How Helping Others Helped Me Conquer My Anxiety
Seven years ago I was sat in a pub beer garden. Sitting opposite me was my girlfriend. Tears were streaming down her face.
I had just told her that I couldn’t visit her because my anxiety wouldn’t let me get on a plane, or travel to another country, or do anything fun or exciting. She was heartbroken. I felt like crap. At that moment, I knew I had to do something.
I had already done one round of cognitive behavioral therapy, and it had not produced great results for me. But I gave it another go. This time it was better. I was more engaged; I did more of the homework. It helped a lot that I knew what to expect.
It was a lonely journey, though. I had nobody to compare notes with or pick me up when I was down. To fix this, I started looking around for a peer support group. Somewhere I could go to talk about my experiences and listen to the experiences of others. I wanted to be able to share ideas and ask questions.
I searched online for such a group. There was nothing. A city of a million people and yet there was no anxiety support group. There was one at the next city over: but that was an hour’s drive each way.
So I did what I always did when there was no relevant group for my current interest: I set one up.
Interest was immediate. Both of the major local radio stations phoned me up and asked me to come in and do an interview. That was terrifying. I don’t think there is as much stigma about mental health as people think. But still, going live on the radio and talking about your anxiety was a stomach-churning experience!
Getting the group established was tough. While there was a lot of interest, getting people through the door was a challenge. Asking people with anxiety, often social anxiety, to come to a hospital, enter a room full of strangers and talk about their innermost fears is no small ask.
We tried to do everything we could to make it more welcoming. Providing detailed instructions on how to find the room. Offering to meet people at the entrance to the hospital. Reassurance that if they came to the hospital and didn’t dare go in the door the first time, they were no the first, nor would they be the last, to do so.
Slowly, but surely, numbers built. These days, we rarely have any empty seats.
As the group grew, people asked more and more questions. And I answered them. I taught them about how cognitive behavior therapy worked. I told them what the research said about anxiety. I told them about my personal experience, and what the evidence said. And people found it useful.
But our group members were not the only people benefiting from this process. I noticed that it was helping me, too.
The more I taught, the more I found it easier to take my own advice. Explaining exposure therapy helped me break down challenges in my life. Explaining the benefits of exercise gave me more motivation to go out and do it. Helping people spot common thinking distortions made it easier for me to spot my own.

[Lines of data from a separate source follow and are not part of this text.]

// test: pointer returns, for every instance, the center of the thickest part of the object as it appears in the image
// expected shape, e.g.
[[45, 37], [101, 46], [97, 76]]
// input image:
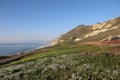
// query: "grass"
[[84, 62], [62, 49]]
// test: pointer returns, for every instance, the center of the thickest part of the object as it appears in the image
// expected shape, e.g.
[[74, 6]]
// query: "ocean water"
[[7, 49]]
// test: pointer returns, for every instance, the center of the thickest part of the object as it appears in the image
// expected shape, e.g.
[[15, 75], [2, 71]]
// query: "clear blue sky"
[[22, 20]]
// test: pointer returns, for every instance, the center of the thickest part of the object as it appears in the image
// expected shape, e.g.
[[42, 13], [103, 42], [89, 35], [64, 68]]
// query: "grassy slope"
[[62, 49], [81, 61]]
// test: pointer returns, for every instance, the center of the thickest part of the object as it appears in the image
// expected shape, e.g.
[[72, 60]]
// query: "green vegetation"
[[64, 62]]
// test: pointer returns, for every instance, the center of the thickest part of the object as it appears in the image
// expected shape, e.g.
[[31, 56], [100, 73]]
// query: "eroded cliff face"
[[96, 32]]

Running my anxiety support group did not just provide a valuable service for the people attending it. It offered double the benefit for myself and the other volunteers. By helping others, I was also helping myself.

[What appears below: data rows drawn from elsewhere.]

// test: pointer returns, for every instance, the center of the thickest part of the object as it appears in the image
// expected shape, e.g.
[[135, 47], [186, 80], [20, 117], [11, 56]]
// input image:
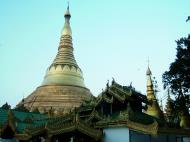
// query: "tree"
[[178, 76]]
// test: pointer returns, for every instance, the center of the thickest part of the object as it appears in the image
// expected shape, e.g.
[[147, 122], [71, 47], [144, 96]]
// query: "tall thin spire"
[[153, 106], [64, 69]]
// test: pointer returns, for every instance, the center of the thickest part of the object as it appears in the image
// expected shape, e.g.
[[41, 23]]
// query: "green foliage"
[[178, 76], [6, 106]]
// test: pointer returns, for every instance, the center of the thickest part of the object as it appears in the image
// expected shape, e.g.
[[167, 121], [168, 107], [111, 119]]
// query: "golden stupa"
[[63, 86], [153, 106]]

These days, I highly recommend anyone struggling with anxiety to attend a support group. But more than that, I recommend that they take a leadership role. Even if they feel anxious about doing so. After all, of course someone with anxiety is going to feel anxious about it!
Doing so gives you the chance to give back to your community. This in itself is beneficial for your mental health. But it also gives you the chance to reinforce your knowledge, making it easier to apply to your own struggles.